“A-B-C. A-Always, B-Be, C-Closing. Always be closing, always be closing.”
— Alec Baldwin’s character, Blake, in Glengarry Glen Ross
One of the biggest criticisms of the Boston Bruins over the past two years is the apparent lack of a killer instinct. All through last season right up until the bitter end of the playoffs and right up until the end of the regular season, the Bruins seemed to lack the ability to close games (and series) out.
Tonight, they have the chance to change that perception.
This year’s Bruins have been a resilient bunch, fighting back from bad losses, series deficits, and poor performances to win the Northeast Division and reach the Eastern Conference semifinals, where they hold a 3-0 lead over the Philadelphia Flyers heading into tonight’s Game 4 at TD Garden.
What the Bruins have failed to show, at least until the other night, was the ability to step on the throat of an opponent – to close out a series they deserve to win.
Tonight’s Game 4 is the perfect opportunity to do that. The Flyers looked tired, lost, and defeated a minute into Game 3, never mind at the end f Game 3. After last year’s collapse, the Bruins can ill afford to allow Philly even one win in this series – even if this year’s Bruins appear to be very different than last year’s edition.
“We need to come out and play with a sense of urgency, with a sense of purpose,” Patrice Bergeron said. “Philadelphia is not going to quit, we know that. We need to come out and play the type of game we need to play to win this game.”
Translation: This isn’t some throwaway game against Florida in mid-November. This is the real thing, and it’s time to finish off the Flyers.
Philly wins Game 4 tonight? They get to play at home for Game 5 and should they win there, then Peter Laviolette’s words of the “pressure being on Boston” really start to ring true. They start thinking about last year, about blowing leads, about the Flyers showing the fight they did a year ago.
“It’s not exactly a Game 7, but we’re looking for our fourth win, and that’s the hardest game to win,” Johnny Boychuk said. “And you have to treat it like a Game 7.”
The Flyers are doing their best to plant seeds of doubt in the minds of the Bruins. First, Laviolette said the pressure was on Boston after winning the first two games on the road. Now, Claude Giroux is talking about what could happen should the Flyers win Game 4.
“I think just one win would give us a lot of confidence and make them think of what happened last year,” Giroux told Steve Conroy of the Boston Herald. “Just one win would put us back in the mix, and being able to play in front of our fans would no doubt be good.”
The Bruins appear to be confident, not cocky, that they will exorcise any demons that remain from last year by closing out the Flyers. At practice on Thursday, everyone appeared relaxed, energetic, and focused. Combined with the fight and resiliency the Bruins have shown this season and they have almost all the qualities of a Stanley Cup winner.
The only one missing? The ability to close.
That trait needs to be earned tonight.
1. Put the Flyers on their heels: Boston showed glimpses of a killer instinct on Wednesday, scoring twice in the opening 1:03. With Sergei Bobrovsky likely to get the call in goal for Philly, another fast start will have the Flyers’ reeling.
2. Put the Flyers on their butt: Boston, particularly Brad Marchand, Daniel Paille, and Boychuk, hammered the Flyers throughout Game 3. That helped beat the spirit out of Philadelphia.
3. Smart choices at the blue lines and in the neutral zone: In Game 2, Boston’s defense was jumping up when they shouldn’t, giving James van Riemsdyk and company an endless supply of odd-man rushes. That didn’t happen in Game 3, and cannot happen tonight if the Bruins want to close this out.
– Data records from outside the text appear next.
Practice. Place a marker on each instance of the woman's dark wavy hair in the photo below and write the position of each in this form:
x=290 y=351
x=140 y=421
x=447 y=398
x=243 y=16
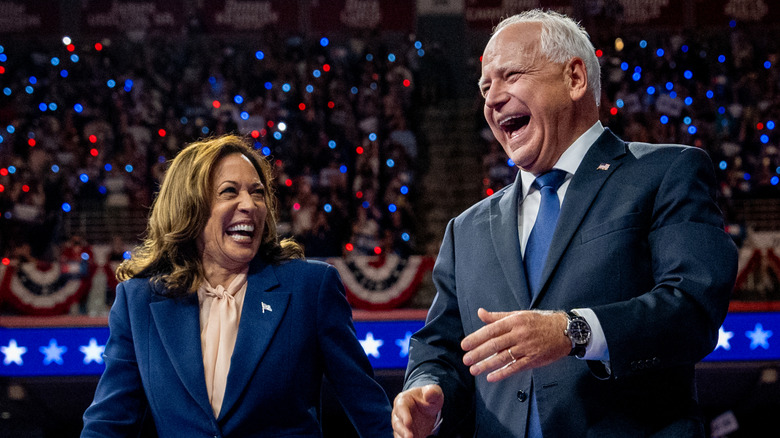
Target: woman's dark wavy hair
x=168 y=254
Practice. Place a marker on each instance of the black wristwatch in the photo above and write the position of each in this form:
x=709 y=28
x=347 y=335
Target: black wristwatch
x=578 y=331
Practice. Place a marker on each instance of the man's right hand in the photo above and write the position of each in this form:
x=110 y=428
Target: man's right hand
x=415 y=411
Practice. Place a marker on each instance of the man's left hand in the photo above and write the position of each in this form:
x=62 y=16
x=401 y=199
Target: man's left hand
x=515 y=341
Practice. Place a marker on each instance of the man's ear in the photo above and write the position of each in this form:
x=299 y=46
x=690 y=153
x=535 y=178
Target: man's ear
x=576 y=78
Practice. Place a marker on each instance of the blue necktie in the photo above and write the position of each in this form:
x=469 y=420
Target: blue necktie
x=541 y=235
Philadelphia’s keys to victory …
1. Get the lead: Though the Flyers have shown to be a resilient team in the past, they have not shown that in this series. When Boston punches them in the mouth, they haven’t responded. Instead, the Bruins just punch them again and again. The Flyers need to throw the first punch tonight and get inside the minds of the Bruins.
2. Win one shift at a time: The Flyers cannot change what happened in the first three games, but they can control and change what happens from here on out. Play hard every shift and try to win every shift.
3. Play better defense: Fans can blame Brian Boucher all they want, but the fact is he didn’t have a chance on either of the first two goals in Game 4 (or the third and fourth goal either). The Flyers’ defense has been porous, and that’s why the Bruins are seemingly scoring at will.